Kunsthaus Zürich will Nazi-Raubkunst besser auf die Schliche kommen

14.03.2023, 12:0014.03.2023, 12:06
Gaeste baustaunen die Raeumlichkeiten und die Ausstellungen anlaesslich der Eroeffnung des Neubaus Kunsthaus Zuerich, aufgenommen am Samstag, 9. Oktober 2021 in Zuerich. (KEYSTONE/Ennio Leanza)
Das Zürcher Kunsthaus.Bild: keystone

Das Kunsthaus Zürich will sich bei der Provenienzforschung neu am Begriff des «NS-verfolgungsbedingt entzogenem Kulturgutes» orientieren. Bei Hinweisen auf Werke mit problematischer Herkunft sollen Lösungen gesucht werden.

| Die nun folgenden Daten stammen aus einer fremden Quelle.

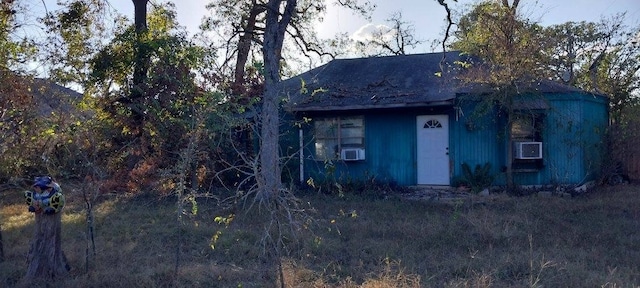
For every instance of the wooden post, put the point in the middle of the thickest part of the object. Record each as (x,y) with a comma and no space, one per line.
(46,258)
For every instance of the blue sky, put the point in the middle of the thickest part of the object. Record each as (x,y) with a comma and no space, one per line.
(426,16)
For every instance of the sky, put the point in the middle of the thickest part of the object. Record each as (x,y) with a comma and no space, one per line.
(426,16)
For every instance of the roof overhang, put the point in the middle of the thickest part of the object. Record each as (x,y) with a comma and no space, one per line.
(369,107)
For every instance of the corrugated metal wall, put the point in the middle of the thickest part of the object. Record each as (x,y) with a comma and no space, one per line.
(573,132)
(573,145)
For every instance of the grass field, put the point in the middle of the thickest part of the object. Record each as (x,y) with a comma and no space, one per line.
(592,240)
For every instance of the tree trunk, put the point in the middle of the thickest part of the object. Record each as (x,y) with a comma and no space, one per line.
(276,25)
(46,258)
(1,247)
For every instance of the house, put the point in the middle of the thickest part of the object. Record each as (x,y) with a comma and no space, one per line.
(407,120)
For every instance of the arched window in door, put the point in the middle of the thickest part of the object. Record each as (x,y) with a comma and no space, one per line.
(432,123)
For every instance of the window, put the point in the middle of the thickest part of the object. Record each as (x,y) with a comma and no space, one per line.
(526,127)
(526,139)
(337,133)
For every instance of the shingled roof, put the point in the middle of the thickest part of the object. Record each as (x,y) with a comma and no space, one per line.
(375,82)
(387,82)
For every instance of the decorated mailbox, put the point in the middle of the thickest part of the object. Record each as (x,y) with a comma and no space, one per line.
(46,196)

Oberstes Ziel der neuen Strategie zur Provenienzforschung soll es sein, die Herkunft der Werke professionell zu prüfen und faire und gerechte Lösungen zu ermöglichen, falls es Hinweise auf NS-verfolgungsbedingt entzogenes Kulturgut gibt, teilte das Kunsthaus Zürich am Dienstag mit.

Die Bandbreite der als fair und gerecht geltenden Lösungen reicht von der öffentlichen Würdigung der Umstände des Entzugs bis hin zur Rückgabe des Kunstwerks an Erben des früheren Eigentümers. (aeg/sda)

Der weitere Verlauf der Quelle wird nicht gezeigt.